We’re nearly confined to barracks, today, too, because Raj spends the night in custody, and the streets are still running with molten tyres, when we get up. But there are eighty thousand police out there, enforcing Law and Order, so we risk it, and arrive scatheless, at office and school, respectively.


This morning, we limp out of Powai, on the wrong side of the road. They’re digging up all the nice tarmac again, mostly, I think, because it’s not been interfered with, for at least six weeks. Where road surfaces are concerned, Mumbai District Councillors are like schoolboys, in a field of virgin snow. They don’t stop us using the road, while they’re working on it, obviously, so we bob and weave, in and out of the pneumatic drills, and the steam-rollers with OM painted on their noses, and it takes an extra three-quarters of an hour, to get anywhere. We’re jubilant to notice that they’ve nearly finished the new flyover, so we have our first go on that, this week. Only on the way home, though, the outgoing carriageway’s not ready for business, yet.

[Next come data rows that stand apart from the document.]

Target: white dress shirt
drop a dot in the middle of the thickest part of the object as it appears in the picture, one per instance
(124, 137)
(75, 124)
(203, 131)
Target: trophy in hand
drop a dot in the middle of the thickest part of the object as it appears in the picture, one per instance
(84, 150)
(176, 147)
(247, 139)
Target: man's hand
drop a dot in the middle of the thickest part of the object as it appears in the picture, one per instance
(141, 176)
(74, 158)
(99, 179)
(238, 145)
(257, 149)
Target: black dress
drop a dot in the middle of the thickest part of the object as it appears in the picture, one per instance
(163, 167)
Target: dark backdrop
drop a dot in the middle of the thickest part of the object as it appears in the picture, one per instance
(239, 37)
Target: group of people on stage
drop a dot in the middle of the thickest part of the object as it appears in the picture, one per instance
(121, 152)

India should have In Medias Res running through its core, like Blackpool rock. There’s never an end or a beginning, everything’s permanently simultaneous or over-lapping. I go to the swimming-pool, this afternoon, and it’s only at the end of my third length, that it percolates through my unlovely rubber hat to my thick skull, that there are swimming lessons in progress. Then I notice twenty-five Mums in saris, perched on plastic chairs, at the edge of the water, encouraging their chubby little snugglebums with the waterwings and floats, to listen to the teacher. I’m parked at the deep end, trying to exude nonchalance, and failing, watching the sun dip behind the building-site next door. I’m thinking they’ll have to get out in a minute, because there’s only so much chlorine a six-year-old can swallow in any one afternoon, so I’ll sit it out. The temperature’s in the mid-thirties, but I’m still beginning to get goosebumps on my corrugated goosebumps, so I sling my goggles back on, and swim across to ask swimming-didi, how much longer they might be. “Three hours,” she says. THREE HOURS. Why don't they close the pool to the public? “Club members can still come and swim,” Aqua-didi adds, graciously. With a dripping hand, I indicate all the small brown people, splashing and floundering their way to mastering the crawl, and shrug. You don’t need words, sometimes. “Come back at six,” she smiles.

India’s very good at interleaving its jobs. When I have the washing-machine on at the same time as the dish-washer, at home, I think interleaving’s a key skill. I’m beginning to think otherwise.

This evening, friend Raj has been released on bail. I thought you’d like to know. Just so’s you don’t worry.